The company offers an artificial intelligence-powered natural language search and conversational platform.
The new APIs and SDKs facilitate a number of chatbot capabilities:
- Intent detection — Inbenta’s chatbot tech uses a natural language processing engine to match users’ questions to appropriate answers after defining intent. Inbenta needs only one simple sentence to identify intent;
- Decision trees — Inbenta uses decision trees to define the flow of conversation the system will take. At every step of the tree, the Inbenta chatbot may ask clarifying questions to better understand the situation. If a user asks a question with great detail and enough context, the chatbot can make a direct match with a deep node of the decision tree;
- Transactional intelligence — The Inbenta chatbot uses Webhooks, an HTTP callback, to integrate business systems such as billing, CRM and inventory; to complete customer transactions; or to answer questions. Webhooks also can be used to create decision trees to gather additional information. When used as JavaScript callbacks, they can support encrypted connections.
- Content Digest — A newly designed Content Digest feature integrated with Inbenta’s natural language search engine lets the chatbot pull information from diverse sources such as an enterprise’s website, its knowledge base, or its technical documentation.
- Seamless escalation — Inbenta’s intelligence detects cues, or triggers, during the customer interaction, which signals to the chatbot when to turn the conversation over to a human agent, and selects the appropriate escalation path in real time.
Familiar Approaches
The tools may be new to users of Inbenta’s tech, but they are hardly innovations.

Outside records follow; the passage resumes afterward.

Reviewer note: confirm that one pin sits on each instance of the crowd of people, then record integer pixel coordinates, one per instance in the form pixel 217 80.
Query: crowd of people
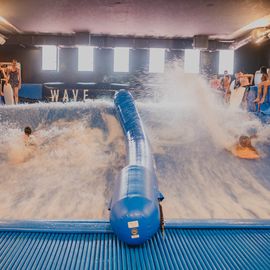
pixel 226 85
pixel 240 86
pixel 10 76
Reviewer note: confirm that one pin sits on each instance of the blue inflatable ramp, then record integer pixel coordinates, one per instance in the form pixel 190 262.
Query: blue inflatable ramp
pixel 93 245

Webhooks, for example, have been around for about a decade, noted Holger Mueller, a principal analyst at Constellation Research.

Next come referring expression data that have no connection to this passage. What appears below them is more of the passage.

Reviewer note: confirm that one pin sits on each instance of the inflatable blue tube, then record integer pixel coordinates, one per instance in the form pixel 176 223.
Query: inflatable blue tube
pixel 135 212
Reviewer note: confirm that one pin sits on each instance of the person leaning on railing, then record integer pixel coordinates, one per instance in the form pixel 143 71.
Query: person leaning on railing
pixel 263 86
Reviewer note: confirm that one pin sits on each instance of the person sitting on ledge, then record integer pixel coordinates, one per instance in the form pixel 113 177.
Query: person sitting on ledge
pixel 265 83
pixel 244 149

“Nothing really new here,” said Rebecca Wettemann, vice president of research at Nucleus Research.
“From Inbenta, it’s going to be important to hear about time to value, speed of integration, and the ability to leverage outside data to improve chatbots dynamically over time,” she told CRM Buyer.

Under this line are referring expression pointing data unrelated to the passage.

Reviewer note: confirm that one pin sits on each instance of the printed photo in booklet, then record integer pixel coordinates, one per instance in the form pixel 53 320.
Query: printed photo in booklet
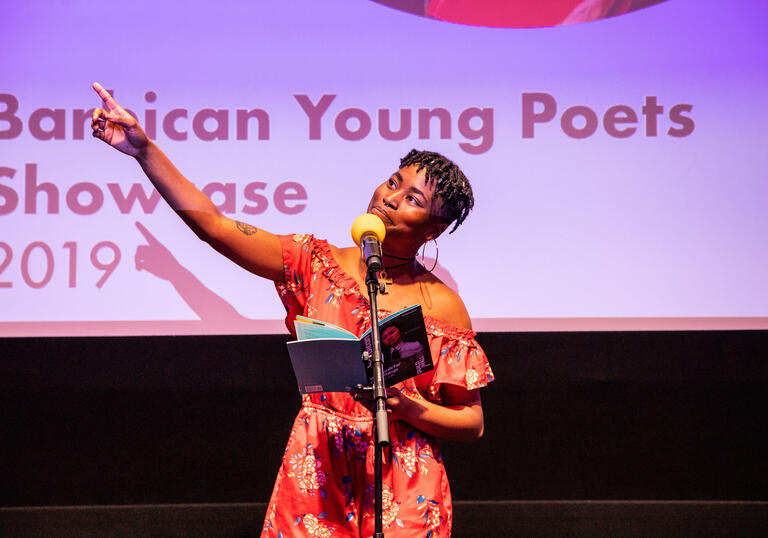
pixel 327 358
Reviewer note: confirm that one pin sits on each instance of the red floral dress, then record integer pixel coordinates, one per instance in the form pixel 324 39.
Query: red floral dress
pixel 325 483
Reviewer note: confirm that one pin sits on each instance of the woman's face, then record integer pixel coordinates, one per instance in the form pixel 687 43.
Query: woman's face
pixel 409 209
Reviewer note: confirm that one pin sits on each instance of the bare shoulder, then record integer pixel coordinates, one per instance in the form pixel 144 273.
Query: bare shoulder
pixel 446 304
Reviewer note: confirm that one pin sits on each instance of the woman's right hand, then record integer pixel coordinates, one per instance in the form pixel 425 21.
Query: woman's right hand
pixel 113 125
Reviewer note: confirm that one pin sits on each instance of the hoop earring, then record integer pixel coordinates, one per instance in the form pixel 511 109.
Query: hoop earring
pixel 437 255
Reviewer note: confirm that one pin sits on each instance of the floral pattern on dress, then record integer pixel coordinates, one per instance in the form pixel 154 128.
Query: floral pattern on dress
pixel 306 468
pixel 315 527
pixel 325 483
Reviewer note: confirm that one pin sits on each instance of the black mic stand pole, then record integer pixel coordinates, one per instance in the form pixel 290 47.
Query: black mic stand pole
pixel 381 423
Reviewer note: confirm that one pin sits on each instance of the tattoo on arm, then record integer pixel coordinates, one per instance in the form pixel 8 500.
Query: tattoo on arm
pixel 247 229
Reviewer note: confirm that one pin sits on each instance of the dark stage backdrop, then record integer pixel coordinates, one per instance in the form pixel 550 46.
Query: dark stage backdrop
pixel 618 415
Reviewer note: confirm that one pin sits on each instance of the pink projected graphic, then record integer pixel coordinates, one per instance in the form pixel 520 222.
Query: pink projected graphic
pixel 519 13
pixel 618 166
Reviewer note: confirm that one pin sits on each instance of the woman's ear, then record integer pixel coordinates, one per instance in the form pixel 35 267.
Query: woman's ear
pixel 436 229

Although the announcements aren’t groundbreaking, they’re “solid blocking and tackling — a good way to integrate with third-party systems,” Mueller told CRM Buyer.
What Works for Inbenta
The key to what has been working for Inbenta “is an NLP engine that grows over time and, more importantly, the fact that answers are contextual,” observed Ray Wang, principal analyst at Constellation Research.
“In this area of chatbots and expert systems, infinite ambient orchestration is key,” he noted.
The chatbot’s ability to work automatically with back-end systems is a plus, Wang told CRM Buyer.
Further, the integration of Inbenta’s natural language search engine with its Content Digest “is not easy to do,” he pointed out, and it’s “something only a handful of vendors, including Inbenta, can do.”
Seamless escalation is another plus because “most systems have static rules and triggers,” Wang said. “It appears Inbenta’s doing this in a variable manner.”
Chatbots work well to answer Level 1 and 2 questions, he said. More complex scenarios still must be routed to humans, but they “must be tagged so the system learns why they were routed and how that resolution was addressed.”
The Need for AI Chatbots
Interest in custom AI chatbots has been growing, suggests a survey of 530 European and North American companies Spiceworks conducted last month. Among its findings:
- 3 percent of organizations with more than 500 employees had implemented custom-built AI chatbots;
- 6 percent planned to implement custom-built AI chatbots within 12 months;
- 11 percent of organizations with 100-499 employees planned to implement them within 12 months;
- 2 percent of businesses with less than 100 employees had implemented custom-built AI chatbots; and
- 10 percent of small businesses planned to do so within 12 months.
“Chatbots make available content from systems that normally have to be accessed by a human agent to tell someone else,” Constellation’s Mueller said. “This can work more and more in software alone.”